Now sure what post-processing your model requires, so not sure if DeepStream supports it already.

Can you provide more info about your model, otherwise, it’s hard to say anything likely, unlikely… etc ?
Or, DS doc has explained the meaning and usage of the nvinfer parameters, you could go through by cross-checking your models.

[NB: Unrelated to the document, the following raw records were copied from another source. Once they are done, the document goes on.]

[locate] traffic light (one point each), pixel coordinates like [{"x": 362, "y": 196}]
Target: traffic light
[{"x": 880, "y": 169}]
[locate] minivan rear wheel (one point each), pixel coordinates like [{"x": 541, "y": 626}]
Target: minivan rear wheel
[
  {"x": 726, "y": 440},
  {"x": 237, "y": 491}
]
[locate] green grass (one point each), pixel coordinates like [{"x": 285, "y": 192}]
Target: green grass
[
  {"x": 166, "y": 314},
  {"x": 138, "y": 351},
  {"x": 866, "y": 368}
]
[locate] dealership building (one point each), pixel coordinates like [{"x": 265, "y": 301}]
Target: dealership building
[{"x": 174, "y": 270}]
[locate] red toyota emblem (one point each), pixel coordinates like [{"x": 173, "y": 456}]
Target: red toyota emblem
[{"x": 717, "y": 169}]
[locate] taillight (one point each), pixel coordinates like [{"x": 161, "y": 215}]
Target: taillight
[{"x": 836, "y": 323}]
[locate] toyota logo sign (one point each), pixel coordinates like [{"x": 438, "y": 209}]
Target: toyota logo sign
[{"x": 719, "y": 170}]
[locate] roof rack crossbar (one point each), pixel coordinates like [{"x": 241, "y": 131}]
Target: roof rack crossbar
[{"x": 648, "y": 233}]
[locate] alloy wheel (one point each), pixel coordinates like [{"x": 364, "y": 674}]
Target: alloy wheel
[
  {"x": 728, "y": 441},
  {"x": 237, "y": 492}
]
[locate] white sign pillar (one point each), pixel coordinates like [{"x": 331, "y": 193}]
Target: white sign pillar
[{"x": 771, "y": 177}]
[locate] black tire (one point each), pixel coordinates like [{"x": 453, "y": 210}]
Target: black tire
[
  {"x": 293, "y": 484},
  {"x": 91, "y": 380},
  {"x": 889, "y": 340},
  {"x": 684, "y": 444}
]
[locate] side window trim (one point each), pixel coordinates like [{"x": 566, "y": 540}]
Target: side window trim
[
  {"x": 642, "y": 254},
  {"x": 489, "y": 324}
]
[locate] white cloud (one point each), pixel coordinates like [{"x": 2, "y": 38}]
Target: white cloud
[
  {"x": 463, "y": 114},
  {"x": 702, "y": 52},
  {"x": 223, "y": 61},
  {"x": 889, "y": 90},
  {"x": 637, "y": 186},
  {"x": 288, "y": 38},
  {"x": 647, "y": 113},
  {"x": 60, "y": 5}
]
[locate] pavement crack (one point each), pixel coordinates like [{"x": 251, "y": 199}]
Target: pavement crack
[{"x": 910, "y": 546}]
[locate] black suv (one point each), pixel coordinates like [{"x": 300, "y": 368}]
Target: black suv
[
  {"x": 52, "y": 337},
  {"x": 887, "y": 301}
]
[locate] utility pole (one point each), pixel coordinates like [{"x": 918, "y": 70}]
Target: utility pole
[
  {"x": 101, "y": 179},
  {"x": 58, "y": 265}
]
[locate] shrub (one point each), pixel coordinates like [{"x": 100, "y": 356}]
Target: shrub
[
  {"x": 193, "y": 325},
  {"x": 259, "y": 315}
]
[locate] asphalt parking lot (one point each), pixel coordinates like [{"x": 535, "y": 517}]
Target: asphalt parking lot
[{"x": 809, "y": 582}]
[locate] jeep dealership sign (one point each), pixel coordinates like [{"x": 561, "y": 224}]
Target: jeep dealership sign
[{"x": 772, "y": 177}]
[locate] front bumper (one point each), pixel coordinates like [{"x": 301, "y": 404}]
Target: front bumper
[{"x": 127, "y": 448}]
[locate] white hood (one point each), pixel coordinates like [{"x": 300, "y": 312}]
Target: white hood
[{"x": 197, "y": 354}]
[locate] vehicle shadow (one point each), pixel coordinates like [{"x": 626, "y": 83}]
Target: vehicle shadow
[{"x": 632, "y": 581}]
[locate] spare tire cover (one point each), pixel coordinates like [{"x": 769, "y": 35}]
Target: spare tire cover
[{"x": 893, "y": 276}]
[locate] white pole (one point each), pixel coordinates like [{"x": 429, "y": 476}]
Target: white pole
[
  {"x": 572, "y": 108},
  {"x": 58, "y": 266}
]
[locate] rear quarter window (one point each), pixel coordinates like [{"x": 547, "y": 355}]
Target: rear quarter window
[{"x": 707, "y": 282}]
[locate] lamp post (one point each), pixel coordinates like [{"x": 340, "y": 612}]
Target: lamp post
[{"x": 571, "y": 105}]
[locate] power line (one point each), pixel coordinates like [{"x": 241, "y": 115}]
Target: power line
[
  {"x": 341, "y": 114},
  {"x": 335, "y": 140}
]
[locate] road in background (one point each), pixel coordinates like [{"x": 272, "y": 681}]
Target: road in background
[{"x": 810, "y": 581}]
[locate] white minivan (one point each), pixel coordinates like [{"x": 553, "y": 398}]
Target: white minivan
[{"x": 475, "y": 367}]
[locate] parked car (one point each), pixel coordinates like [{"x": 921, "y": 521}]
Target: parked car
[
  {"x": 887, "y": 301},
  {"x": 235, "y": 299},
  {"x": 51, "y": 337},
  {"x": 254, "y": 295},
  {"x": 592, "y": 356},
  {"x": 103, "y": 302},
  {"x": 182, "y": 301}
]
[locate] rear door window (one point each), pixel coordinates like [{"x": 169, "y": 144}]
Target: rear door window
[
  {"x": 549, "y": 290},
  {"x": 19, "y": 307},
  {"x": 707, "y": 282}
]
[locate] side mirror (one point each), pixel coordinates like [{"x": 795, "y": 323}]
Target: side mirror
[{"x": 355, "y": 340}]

one parameter has been retrieved from the model supplier:
num_classes is like =1
it seems there are still many parameters to find out?

yes, you need to get them outside of the model itself

@mchi
Will it be easier to incorporate into DeeppStream the following solution? Given the sources are provided as is in the documentation below? Would you be able to help with such implementation?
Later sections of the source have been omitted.